Невозможно выразить на бумаге той глубины презрения, какую молодая дама влагает в «Карасевых».
Очень молодой человек вспыхивает, как зарево.
— Я пойду… — говорит он, — я пойду еще попробую… может, уж очередь…
Но молодая дама безжалостна.
— Конечно, — говорит она, — никто не мешает следовать по стопам Ка-а-а-рра-ссее-вых!. Ха-ха-ха! К-а-р-а-с-е-в-вы!
У злополучного последователя Карасевых даже уши пунцовеют. Со слезами на глазах он бормочет:
— Я не понимаю… я не понимаю, к чему тут примешивать людей… людей… которые… которые…
— Конечно, никто не мешает! — продолжает молодая дама, не удостаивая заметить кроткого и смущенного представления. — Но, мне кажется, следовало бы немного помнить, чем кому обязан. Если живешь в чьем доме, так, мне кажется, можно, не говорю из благодарности, а хоть из приличия, время от времени пожертвовать карасевскими идеями! Наконец, можно хоть не вмешиваться! Кто просил отсылать человека?

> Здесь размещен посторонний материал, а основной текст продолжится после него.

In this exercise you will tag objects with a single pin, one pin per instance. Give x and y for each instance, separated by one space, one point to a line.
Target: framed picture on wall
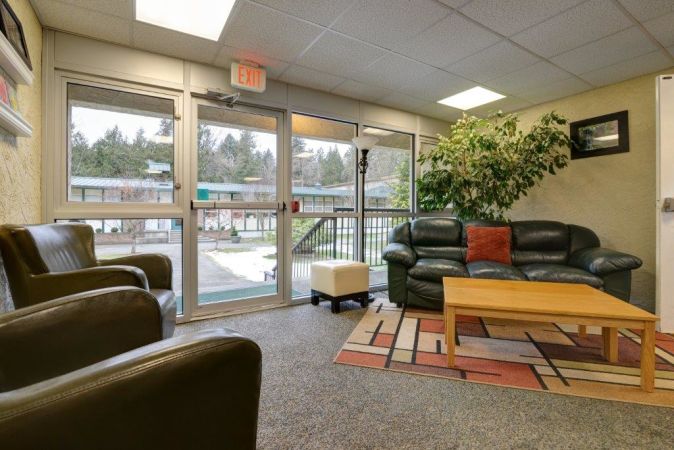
599 136
11 27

Он бы все мне сделал! Но, по милости карасевских идей, я теперь опоздаю на поезд! Опоздаю к 17-му! Надо будет возвращаться опять к тетеньке, и за чаем она опять будет подсмеиваться, как провинциалы опаздывают! По милости карасевских идей…
— Помилуй, кузина…
— Карасевы приказали трудиться! Ах, прелестно! Как почетно таскать самому чемоданы! C'est très gentil! [7] Ах, да! они все занимаются переноской чемоданов!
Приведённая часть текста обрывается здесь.